The core assumption of this theory, however — that merely bringing Palestinians and Israelis together in one place and perhaps working on matters of shared interest will significantly change perceptions or reduce prejudices of one group toward the other, regardless of their circumstances and living conditions — is highly problematic. Specifically, USAID seeks to achieve the highest level of peacebuilding in an environment that is far from post-conflict and in which none of the underlying sources of conflict have been addressed, much less resolved. At best, USAID programs in the Israeli-Palestinian context could be seen as an attempt to manage the conflict with the goal of damage control through temporary localized efforts for a limited number of people from the conflicting parties. But without an attempt to address the root causes of the conflict, challenge the power asymmetry, or otherwise work towards creating conditions for sustainable conflict resolution, they do not qualify as credible attempts at reconciliation. Moreover, this approach could be seen by many in the conflict resolution field as a form of artificial peacebuilding that is disconnected from local political, social, cultural, and economic realities, especially of the Palestinians.

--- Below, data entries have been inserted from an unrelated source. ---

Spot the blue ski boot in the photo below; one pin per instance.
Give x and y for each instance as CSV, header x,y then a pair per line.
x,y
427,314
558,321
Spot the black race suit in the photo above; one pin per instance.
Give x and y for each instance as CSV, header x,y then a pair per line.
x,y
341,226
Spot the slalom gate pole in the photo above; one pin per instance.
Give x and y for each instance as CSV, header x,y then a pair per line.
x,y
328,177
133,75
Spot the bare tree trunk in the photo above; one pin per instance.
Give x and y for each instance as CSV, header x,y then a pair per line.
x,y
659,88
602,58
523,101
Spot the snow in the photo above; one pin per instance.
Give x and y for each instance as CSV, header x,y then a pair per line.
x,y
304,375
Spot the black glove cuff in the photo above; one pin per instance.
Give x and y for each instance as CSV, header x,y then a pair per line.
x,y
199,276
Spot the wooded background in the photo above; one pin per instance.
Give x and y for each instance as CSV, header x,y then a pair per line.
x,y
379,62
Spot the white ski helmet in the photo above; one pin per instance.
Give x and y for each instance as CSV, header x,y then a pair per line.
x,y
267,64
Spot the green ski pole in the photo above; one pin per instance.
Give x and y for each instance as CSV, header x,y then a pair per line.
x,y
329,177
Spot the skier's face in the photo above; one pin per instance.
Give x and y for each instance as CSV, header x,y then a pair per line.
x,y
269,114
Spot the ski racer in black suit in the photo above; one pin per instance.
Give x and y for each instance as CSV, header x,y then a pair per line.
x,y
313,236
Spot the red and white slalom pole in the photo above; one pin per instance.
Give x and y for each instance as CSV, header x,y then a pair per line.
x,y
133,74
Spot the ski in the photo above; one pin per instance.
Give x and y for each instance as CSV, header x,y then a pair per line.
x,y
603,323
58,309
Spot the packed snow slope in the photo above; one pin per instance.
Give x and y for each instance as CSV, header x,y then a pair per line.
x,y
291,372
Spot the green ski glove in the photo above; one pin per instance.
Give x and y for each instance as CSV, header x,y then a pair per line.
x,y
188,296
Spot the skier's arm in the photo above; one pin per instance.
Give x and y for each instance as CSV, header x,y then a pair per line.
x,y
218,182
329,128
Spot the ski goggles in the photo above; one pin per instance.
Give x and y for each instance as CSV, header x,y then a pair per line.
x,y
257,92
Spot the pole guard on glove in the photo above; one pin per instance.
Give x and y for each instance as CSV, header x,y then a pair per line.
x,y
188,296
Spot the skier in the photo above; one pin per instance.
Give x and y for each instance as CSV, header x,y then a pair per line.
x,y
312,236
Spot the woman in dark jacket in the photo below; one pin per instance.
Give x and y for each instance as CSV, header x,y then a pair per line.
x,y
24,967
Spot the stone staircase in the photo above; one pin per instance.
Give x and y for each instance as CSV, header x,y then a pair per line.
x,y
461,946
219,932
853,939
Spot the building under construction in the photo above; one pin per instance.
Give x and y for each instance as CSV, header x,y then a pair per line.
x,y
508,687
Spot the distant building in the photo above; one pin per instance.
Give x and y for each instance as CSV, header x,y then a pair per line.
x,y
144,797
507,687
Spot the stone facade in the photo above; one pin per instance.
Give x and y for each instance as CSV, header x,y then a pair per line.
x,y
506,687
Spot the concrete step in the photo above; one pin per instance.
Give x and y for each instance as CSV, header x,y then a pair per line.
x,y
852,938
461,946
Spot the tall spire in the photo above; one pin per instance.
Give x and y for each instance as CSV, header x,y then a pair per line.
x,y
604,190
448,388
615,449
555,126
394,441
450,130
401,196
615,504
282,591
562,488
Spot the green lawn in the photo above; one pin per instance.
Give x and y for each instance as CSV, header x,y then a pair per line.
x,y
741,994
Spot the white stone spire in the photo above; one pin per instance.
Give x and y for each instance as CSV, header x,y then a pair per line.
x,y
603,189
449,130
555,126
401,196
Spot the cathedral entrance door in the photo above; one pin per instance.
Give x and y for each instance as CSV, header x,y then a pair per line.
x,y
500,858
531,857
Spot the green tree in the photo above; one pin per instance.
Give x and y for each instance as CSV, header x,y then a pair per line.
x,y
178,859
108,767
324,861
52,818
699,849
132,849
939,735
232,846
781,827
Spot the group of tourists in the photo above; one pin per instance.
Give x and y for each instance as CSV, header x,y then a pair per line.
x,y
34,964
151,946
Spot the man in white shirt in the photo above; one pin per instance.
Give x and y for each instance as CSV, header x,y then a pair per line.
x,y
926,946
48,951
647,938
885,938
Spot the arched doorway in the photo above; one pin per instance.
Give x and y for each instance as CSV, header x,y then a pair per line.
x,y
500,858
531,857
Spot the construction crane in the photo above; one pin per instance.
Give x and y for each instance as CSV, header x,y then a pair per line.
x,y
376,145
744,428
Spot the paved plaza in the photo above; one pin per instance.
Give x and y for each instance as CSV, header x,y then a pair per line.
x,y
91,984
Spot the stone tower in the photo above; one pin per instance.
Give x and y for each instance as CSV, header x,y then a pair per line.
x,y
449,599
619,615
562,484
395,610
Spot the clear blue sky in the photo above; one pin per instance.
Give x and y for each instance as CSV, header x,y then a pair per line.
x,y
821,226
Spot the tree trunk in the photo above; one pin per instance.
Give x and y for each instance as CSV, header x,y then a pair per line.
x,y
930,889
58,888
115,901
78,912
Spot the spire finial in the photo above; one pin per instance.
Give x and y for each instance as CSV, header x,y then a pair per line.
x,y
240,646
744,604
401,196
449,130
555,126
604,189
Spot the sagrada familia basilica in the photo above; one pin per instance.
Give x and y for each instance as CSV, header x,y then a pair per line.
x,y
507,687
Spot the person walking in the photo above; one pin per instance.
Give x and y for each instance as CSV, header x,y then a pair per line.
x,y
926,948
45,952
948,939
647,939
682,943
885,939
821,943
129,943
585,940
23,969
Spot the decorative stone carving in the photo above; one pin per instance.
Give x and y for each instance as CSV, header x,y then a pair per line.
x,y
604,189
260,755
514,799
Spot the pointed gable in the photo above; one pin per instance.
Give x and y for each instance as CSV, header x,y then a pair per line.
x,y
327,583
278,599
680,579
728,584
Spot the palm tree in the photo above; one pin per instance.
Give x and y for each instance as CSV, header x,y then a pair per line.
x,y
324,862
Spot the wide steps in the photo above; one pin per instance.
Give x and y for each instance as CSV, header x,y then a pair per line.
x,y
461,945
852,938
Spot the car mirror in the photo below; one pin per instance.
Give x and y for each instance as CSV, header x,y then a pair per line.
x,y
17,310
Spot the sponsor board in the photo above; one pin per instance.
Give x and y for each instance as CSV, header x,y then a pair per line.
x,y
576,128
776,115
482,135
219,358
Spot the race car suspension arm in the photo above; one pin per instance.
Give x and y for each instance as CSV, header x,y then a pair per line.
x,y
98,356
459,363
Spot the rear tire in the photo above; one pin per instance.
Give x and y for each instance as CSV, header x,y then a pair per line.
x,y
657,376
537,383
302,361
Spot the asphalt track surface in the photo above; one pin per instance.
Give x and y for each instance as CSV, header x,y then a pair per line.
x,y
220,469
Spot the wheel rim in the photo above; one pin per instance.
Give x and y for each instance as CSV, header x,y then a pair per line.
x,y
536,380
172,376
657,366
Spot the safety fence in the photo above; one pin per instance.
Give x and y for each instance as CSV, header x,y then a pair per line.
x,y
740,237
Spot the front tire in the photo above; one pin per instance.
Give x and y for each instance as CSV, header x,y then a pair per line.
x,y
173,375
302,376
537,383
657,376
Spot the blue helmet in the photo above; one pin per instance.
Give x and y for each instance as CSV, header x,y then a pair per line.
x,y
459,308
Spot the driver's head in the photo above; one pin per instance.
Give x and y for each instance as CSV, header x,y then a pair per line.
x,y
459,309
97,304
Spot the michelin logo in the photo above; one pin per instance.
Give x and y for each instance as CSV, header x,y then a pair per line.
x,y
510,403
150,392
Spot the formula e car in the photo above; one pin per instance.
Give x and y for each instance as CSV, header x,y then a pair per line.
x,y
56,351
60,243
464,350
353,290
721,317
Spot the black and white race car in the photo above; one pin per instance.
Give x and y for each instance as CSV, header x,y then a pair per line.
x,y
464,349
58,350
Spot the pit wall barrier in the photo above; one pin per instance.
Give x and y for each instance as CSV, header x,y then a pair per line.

In order to pursue reconciliation, there must be some basic minimum conditions, first and foremost an acknowledgment of the stark power asymmetries between the two sides and an effort to change them, as in the South African case. After the dismantling of the Apartheid regime, Blacks and whites had more or less equal access to political power, land and other resources, mobility, and so on. In the Israeli-Palestinian context, however, the two sides continue to live in highly unequal realities. Palestinians are still living under a colonial regime in which they are dependent on Israelis and have little or no control over key aspects of their daily lives, such as natural resources, borders, internal movement and access, and so on. This inequality can be seen clearly today in access to COVID-19 vaccines, for example; whereas Israel has managed to vaccinate a majority of its citizens, only a tiny fraction of Palestinians living under Israeli rule in Gaza and the West Bank have been vaccinated.

As a result of this power asymmetry, the basic needs for security, identity, and recognition are different for Palestinians and Israelis. Since each side lives a different reality, these terms do not mean the same thing. For a Palestinian, recognition and security mean dismantling the military occupation, removing settlements, and ensuring freedom of movement; for an Israeli, who already has the ability to move about freely, their identity and recognition have already been secured by the establishment of the state in which they have control over all its territories in which accountability for human rights violations, historical responsibility, and mutual recognition are even considered?

Proponents of the Lowey Fund and similar initiatives might argue that while these CMM and P2P programs may be flawed or insufficient, they are still better than nothing. In reality, however, such programs may do more harm than good by sustaining the inequalities between the two sides and thereby maintaining the conflict.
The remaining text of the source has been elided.